Frederick B. Fisher, AIA, FAAR, is an American architect whose professional practice is headquartered in Southern California. Frederick Fisher started his architecture firm in 1980 which partnered architects Joseph Coriaty and David Ross in 1995. Fisher is most noted for building seminal academic institutions, museums, and contemporary residential projects throughout the United States, Europe and Asia. His approach to architecture comes from a broad cultural and social perspective.

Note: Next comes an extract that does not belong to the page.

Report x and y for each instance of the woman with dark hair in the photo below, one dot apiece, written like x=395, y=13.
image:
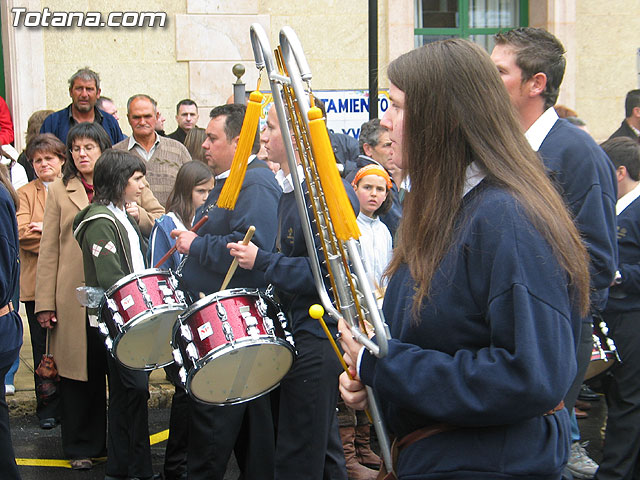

Fred currently serves as a member of the Board of Councilors for the USC School of Architecture. He chaired the Environmental Design Department at Otis College of Art & Design. In addition, he has held numerous visiting instructor posts including USC, Harvard University Graduate School of Design, Columbia University, Southern California Institute of Architecture (SCI-Arc), and the Department of Architecture and Urban Design at UCLA.

He has served as the architect for several renowned cultural landmarks including the Annenberg Community Beach House in Santa Monica and the visitor center of the Sunnylands Estate in Rancho Mirage, California.

== Early life ==
Fisher is the son of an architect. He received his undergraduate degree in Art and Art History from Oberlin College and his Master of Architecture degree from the University of California, Los Angeles (UCLA) in 1972.

== Select awards and recognition ==

- In 2001, he was awarded a first-ever C.O.L.A. Grant for architects from the City of Los Angeles.
- Brendan Gill Prize for P.S.1 Contemporary Art Center in New York in 2001
- 2006 for Houston's Restaurants in Denver and Santa Monica
- an AIA Design award for the Santa Ynez Residence in 2007,
- 2008 Orchid Award for the Oceanside Museum of Art,
- 2009 Westside Prize and SCDF Design Award for the Annenberg Community Beach House,
- 2009 AIA Honor Award and SCDF Design Award for the Annenberg Center for Information Science and Technology at Caltech,
- AIA Restaurant Design Awards in 2009,
- 2011 Innovation Awards “Best in Show” for the Annenberg IST Center at Caltech,

Frederick is a Fellow with the American Academy in Rome, having won the 2008 Franklin D. Israel Rome Prize in Architecture.